On Saturday morning, with cameras in tow, Barack Obama was canvassing the streets of Mayfair. At a lot of the houses, no one answered.
"This reminds me of my days campaigning to be a state senator," Obama told his companions. "Only there was no media, and there were more slammed doors."
In this presidential campaign, few doors have been slammed in the face of the Illinois senator. And he has kicked in some on his own, putting himself in a strong position to win the Democratic presidential nomination over Hillary Rodham Clinton.
Obama is fond of telling crowds that he is reminded constantly, if not by events then by his wife, Michelle, that he is "not a perfect man." For his campaign, the final stretch before the Pennsylvania primary has been not a perfect time.
"I would say we had good days and we had bad days," his communications director, Robert Gibbs, said today, looking back.
Consider all that has happened recently, all of it with a Pennsylvania connection:
Last Wednesday, in the Philadelphia debate, Obama stumbled at times, struggling with a series of questions (which many of his supporters denounced as trivial and unfair) about his past associations and the flag lapel pin he doesn't wear.
The Friday before, Obama and company were rocked by the news that the candidate had described small-town Pennsylvanians as "bitter." He had to spend days explaining what he meant.
To respond to the controversy over his former pastor, Obama chose Philadelphia for his speech on race.
If any of this was bothering Obama in the final days, he hasn't let it show, even as he lashed out at Clinton for what he called her "slash-and-burn" tactics.
"I don't get too high when things are high. I don't get too low when things are low," he told the editorial boards of The Inquirer and Daily News last week.
"I've gotten my share of knocks and made some mistakes during the campaign, and I think I've held pretty steady throughout."
There's little question, though, that these events have complicated Obama's attempts to attract undecided voters in a state with a Democratic electorate that is tilted, demographically speaking, in Clinton's favor.
After closing the gap in the early part of April - thanks largely to spending millions of dollars on television - he had to keep doing everything right to overcome the remainder of Clinton's lead.
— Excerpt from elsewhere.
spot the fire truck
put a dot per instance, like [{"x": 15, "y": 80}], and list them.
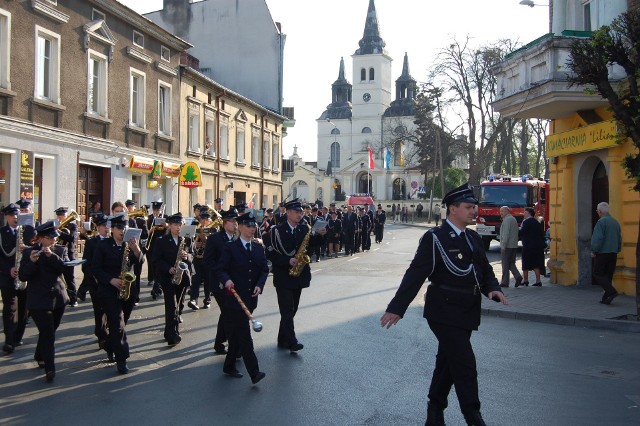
[{"x": 514, "y": 192}]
And he hasn't. His state poll numbers have been stuck in the low-to-mid 40s, about a half dozen points behind her.
That hasn't stopped him, as he traversed the state, from continuing his playful romance with his fans.
At Wynnewood, the first stop on his Saturday whistle-stop train tour, he started talking about his rally on Independence Mall, perhaps the largest of his entire campaign with an estimated turnout of 35,000.
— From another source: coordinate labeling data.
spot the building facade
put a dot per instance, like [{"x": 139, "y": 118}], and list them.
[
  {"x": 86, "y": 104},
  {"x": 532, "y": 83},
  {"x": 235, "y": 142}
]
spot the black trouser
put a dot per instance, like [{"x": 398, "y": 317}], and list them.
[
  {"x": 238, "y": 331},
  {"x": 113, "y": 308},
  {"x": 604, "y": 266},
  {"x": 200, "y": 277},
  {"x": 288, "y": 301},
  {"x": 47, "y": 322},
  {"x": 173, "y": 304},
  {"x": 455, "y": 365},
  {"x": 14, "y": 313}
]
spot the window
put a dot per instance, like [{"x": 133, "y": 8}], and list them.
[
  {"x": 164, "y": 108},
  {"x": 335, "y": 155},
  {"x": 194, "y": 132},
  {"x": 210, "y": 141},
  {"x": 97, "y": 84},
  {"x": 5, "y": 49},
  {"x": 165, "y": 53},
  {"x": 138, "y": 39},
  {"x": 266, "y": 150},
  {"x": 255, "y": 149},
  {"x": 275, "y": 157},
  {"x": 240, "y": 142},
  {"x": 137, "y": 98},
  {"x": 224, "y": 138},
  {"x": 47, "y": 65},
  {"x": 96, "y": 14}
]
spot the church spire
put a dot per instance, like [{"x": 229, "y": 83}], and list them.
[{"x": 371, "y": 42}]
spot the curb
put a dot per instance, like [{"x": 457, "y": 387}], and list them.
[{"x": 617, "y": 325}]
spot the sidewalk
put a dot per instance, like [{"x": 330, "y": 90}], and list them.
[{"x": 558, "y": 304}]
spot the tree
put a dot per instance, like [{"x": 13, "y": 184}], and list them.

"I was there!" someone shouted.
"I saw you," Obama replied to the delight of the crowd.
That night, on the steps of the Capitol in Harrisburg, he was interrupted as he began to speak by the stirrings of several hundred people far off to his right.
"Can you hear me over there?" he asked, picking up their cause for concern.
"No!" they yelled.
"Well, you could hear me when I asked if you could hear," he said, chuckling, turning to the rest of the crowd. "That was kind of a trick question."
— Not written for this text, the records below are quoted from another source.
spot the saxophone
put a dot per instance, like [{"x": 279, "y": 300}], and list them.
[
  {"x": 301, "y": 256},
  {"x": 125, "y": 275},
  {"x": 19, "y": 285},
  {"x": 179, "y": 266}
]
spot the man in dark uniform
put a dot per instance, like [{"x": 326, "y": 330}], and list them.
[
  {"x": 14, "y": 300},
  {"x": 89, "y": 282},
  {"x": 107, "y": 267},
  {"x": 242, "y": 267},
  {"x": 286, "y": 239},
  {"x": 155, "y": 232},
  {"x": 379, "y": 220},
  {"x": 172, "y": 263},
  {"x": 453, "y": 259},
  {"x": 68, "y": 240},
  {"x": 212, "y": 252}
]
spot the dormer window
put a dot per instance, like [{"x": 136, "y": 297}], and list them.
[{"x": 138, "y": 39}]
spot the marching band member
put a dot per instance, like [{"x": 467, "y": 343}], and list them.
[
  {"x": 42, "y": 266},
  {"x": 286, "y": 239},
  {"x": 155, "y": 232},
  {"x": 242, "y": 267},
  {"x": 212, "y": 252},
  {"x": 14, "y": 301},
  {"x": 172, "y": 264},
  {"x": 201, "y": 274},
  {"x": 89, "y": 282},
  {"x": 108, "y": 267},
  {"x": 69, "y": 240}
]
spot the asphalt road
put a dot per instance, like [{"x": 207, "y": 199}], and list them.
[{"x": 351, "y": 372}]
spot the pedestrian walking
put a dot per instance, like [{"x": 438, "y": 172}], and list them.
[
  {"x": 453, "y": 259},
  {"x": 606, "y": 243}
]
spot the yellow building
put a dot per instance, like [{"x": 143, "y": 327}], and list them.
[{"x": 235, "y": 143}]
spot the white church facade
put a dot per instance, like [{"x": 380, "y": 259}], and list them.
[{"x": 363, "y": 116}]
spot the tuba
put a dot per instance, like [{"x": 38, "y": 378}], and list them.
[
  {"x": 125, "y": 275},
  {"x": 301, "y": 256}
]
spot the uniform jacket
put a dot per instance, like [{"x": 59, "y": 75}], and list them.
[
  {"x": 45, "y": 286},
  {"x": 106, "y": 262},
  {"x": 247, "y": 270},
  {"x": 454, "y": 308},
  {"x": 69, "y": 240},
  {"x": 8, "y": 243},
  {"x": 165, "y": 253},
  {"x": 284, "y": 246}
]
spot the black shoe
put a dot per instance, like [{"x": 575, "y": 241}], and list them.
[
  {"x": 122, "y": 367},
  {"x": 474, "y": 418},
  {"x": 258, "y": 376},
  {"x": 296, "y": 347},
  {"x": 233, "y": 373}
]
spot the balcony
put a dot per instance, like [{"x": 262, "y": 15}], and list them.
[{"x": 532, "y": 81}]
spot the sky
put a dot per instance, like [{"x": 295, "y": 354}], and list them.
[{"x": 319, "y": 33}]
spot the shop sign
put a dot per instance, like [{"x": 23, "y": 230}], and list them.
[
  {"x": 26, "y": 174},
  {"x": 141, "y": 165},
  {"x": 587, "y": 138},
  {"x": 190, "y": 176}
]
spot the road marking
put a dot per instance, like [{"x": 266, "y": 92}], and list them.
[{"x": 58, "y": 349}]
The sound system was repaired, everyone got to hear, and the candidate delivered his fifth speech of the day, this one more energetic than the ones before.
His supporters, for the most part, remain enthralled, with many of them expressing both admiration for the way he has handled his difficulties and agreement with him in calling them mere "distractions."
"They're manufactured problems," said Ruth Martelli, 63, of Reading. "I'm supporting him because he represents for me what this country should be."
"When somebody turns something negative against him, he addresses it, explains it and moves on - I like that," said Cate Kager, 49, a resident of Erie who changed her registration from Republican to Democrat for Obama. "I've hated politics. Now, I've got bumper stickers on my car, and I'm working phone banks for him."
"No one is perfect; imagine if Thomas Jefferson or Abraham Lincoln had microphones under their mouths all the time," Rita Tarves, 56, of Havertown, said of his difficulties. "I've been a pretty staunch Hillary supporter. But he's been pulling at my heels the whole time."
The voters get to decide tomorrow whether Pennsylvania will slam the door in Obama's face or decide, after a long and erratic courtship, to welcome him in.